Intended for healthcare professionals

Editorial

What causes chronic fatigue syndrome?

BMJ 2004; 329 doi: https://doi.org/10.1136/bmj.329.7472.928 (Published 21 October 2004) Cite this as: BMJ 2004;329:928
  1. Peter D White (p.d.white{at}qmul.ac.uk), professor of psychological medicine
  1. Barts and the London, Queen Mary School of Medicine and Dentistry, St Bartholomew's Hospital, London EC1A 7BE

    Infections, physical inactivity, and enhanced interoception may all play a part

    Chronic fatigue syndrome, also known as myalgic encephalomyelitis, is an illness of unknown nature and cause, but most medical authorities now accept its existence.13 Research about its cause has been hampered by the absence of a biological marker, the heterogeneous nature of the illness, and difficulties in differentiating cause from effect.2 3 Yet, some progress has been made, particularly when causes are divided into predisposing, triggering, and maintaining factors.

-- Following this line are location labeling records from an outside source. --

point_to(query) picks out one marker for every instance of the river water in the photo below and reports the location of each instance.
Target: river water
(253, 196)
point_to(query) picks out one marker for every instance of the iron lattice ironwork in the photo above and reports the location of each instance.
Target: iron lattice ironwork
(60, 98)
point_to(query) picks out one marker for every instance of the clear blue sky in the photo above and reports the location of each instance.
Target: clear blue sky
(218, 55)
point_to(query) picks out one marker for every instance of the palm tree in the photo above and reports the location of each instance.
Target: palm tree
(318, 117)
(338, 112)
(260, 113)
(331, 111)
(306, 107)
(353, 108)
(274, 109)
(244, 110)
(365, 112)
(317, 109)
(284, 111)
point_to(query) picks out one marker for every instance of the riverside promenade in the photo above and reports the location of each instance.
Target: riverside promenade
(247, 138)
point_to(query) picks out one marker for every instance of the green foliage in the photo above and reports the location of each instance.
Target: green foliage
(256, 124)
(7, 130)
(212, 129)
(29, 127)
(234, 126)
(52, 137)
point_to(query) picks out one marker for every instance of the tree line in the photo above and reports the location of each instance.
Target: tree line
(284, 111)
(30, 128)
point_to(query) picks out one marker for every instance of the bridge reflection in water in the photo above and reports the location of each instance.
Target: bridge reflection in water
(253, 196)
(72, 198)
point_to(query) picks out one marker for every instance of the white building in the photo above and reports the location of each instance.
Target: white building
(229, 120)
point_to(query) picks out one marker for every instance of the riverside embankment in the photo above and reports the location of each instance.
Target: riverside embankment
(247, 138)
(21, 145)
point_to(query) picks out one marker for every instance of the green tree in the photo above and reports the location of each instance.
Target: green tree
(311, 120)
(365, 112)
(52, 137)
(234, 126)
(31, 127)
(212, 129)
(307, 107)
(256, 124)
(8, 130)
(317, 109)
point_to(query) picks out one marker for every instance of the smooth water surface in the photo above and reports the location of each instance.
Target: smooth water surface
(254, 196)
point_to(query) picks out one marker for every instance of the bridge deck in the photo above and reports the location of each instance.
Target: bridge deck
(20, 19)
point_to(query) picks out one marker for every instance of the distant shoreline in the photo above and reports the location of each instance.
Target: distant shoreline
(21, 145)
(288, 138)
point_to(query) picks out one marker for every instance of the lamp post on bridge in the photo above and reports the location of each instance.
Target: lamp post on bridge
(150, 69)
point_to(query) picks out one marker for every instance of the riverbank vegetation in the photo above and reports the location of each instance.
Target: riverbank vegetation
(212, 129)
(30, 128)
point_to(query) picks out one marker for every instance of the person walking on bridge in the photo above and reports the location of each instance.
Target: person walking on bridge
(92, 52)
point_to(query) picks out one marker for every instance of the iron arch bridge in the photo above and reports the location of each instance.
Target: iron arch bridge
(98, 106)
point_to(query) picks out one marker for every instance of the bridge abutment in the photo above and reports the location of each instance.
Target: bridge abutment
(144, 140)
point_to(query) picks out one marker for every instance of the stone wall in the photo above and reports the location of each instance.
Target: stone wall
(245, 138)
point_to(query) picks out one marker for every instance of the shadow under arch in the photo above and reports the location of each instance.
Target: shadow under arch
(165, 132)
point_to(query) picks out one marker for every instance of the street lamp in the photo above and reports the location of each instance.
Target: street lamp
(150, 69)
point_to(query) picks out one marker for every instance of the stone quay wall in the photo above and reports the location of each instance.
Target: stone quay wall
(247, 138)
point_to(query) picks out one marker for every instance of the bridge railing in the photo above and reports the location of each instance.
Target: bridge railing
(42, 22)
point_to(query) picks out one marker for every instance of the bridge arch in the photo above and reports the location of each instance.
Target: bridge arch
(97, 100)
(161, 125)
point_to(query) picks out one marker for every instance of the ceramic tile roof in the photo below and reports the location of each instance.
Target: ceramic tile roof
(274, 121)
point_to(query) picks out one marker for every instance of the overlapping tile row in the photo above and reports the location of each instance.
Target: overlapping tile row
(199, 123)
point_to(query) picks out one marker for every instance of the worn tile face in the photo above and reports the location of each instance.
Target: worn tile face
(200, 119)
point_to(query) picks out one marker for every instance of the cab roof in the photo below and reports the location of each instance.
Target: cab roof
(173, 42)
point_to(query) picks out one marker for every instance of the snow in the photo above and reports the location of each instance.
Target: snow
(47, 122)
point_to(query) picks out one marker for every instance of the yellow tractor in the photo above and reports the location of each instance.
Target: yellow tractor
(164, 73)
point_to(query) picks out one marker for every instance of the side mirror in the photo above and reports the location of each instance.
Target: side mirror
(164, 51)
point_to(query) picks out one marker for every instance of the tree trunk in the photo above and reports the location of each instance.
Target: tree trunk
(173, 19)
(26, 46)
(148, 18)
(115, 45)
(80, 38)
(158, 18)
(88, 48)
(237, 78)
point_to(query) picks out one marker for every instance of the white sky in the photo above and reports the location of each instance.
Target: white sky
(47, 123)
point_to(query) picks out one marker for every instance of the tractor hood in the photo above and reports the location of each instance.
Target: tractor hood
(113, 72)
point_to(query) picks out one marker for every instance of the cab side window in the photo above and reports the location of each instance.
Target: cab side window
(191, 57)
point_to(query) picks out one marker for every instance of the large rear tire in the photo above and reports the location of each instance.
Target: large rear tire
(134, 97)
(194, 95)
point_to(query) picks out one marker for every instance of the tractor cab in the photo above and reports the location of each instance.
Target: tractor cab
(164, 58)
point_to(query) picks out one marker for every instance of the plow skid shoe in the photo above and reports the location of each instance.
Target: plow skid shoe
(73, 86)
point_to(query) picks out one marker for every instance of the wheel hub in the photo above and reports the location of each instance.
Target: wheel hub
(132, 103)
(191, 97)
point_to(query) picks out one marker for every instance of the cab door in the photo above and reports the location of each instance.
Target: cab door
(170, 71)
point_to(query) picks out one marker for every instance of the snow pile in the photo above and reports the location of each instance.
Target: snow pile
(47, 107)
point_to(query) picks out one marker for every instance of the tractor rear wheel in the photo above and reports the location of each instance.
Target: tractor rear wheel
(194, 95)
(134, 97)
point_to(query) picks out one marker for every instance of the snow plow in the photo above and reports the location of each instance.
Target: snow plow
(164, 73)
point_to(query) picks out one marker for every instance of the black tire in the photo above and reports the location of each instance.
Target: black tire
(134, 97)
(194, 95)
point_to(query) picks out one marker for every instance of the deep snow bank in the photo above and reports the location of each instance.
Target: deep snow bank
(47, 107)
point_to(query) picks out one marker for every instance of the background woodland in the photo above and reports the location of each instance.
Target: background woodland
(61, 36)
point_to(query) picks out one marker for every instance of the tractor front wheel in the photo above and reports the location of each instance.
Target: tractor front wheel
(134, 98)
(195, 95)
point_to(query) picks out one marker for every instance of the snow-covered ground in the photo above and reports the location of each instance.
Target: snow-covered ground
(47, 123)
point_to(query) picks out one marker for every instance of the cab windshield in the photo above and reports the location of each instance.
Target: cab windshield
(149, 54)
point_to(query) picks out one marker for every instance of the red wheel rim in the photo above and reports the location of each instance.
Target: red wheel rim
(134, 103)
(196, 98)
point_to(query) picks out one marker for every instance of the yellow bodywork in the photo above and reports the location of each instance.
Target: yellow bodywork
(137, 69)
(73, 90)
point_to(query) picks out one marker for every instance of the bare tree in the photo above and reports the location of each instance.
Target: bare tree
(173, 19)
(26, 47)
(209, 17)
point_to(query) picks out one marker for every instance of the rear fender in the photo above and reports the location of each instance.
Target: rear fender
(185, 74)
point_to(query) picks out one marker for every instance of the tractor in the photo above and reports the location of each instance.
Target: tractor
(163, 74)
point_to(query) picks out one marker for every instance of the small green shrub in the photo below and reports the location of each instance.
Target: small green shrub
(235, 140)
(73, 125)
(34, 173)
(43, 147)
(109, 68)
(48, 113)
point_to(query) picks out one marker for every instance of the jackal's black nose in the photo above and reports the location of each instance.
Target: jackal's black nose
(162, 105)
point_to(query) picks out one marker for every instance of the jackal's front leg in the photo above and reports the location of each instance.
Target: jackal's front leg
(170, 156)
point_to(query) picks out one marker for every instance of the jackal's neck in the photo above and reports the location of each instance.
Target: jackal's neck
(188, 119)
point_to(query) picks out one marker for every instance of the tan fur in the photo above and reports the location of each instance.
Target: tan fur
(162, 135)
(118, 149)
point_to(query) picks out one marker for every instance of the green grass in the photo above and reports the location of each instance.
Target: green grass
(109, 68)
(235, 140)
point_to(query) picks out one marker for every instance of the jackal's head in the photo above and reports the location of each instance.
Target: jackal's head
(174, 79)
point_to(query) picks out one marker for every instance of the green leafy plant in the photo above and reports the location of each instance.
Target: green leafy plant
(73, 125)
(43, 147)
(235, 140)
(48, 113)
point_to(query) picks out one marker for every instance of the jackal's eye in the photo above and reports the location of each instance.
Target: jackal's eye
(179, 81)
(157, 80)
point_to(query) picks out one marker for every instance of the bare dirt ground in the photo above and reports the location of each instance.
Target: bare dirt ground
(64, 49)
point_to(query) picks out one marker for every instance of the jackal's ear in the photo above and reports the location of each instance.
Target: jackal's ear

    Women get chronic fatigue syndrome more commonly than men for unknown reasons, although increasing evidence suggests a genetic influence on the illness.1 3 Premorbid mood disorders are replicated risk markers for chronic fatigue syndrome;1 3 the risks may be inflated by shared symptoms or they may be markers for those patients with comorbid mood disorders.1 35 Another replicated premorbid risk marker is increased consulting of a doctor for minor illnesses up to 15 years before diagnosis,w1 w2 suggesting a general vulnerability for either ill health or seeking health care, the latter possibly being mediated by comorbid anxiety.4

    Certain infectious illnesses, such as Epstein-Barr virus, Q fever, and viral meningitis, can trigger chronic fatigue syndrome;w3-w8 common upper respiratory infections do not.w3 w9 Little evidence exists of persistent infection in patients with chronic fatigue syndrome.w10 An immune cause has not been established,6 although preliminary research suggests that immune responses to exercise in these patients may be abnormal.w11 The symptoms of chronic fatigue syndrome are similar to the symptoms and consequent behaviour of people with acute infection.2 w12 A low cortisol level has repeatedly been found to be associated with chronic fatigue syndrome, and recent research suggests this may be secondary to the physical inactivity and sleep disturbance found with long standing chronic fatigue syndrome.7 w13 Illness maintaining factors may include illness beliefs that encourage avoidant coping.w14 w15

    Viner and Hotopf publish in this issue a 30 year cohort study of 16 567 babies born in 1970 (p 941), in which they report childhood predictions of self reported chronic fatigue syndrome and myalgic encephalomyelitis developing in adulthood.8 Their most important findings were that chronic fatigue syndrome was predicted by having a disabling illness in childhood and never or hardly ever doing sport out of school at age 10. Premorbid psychological distress in either the mother or the child did not predict the illness.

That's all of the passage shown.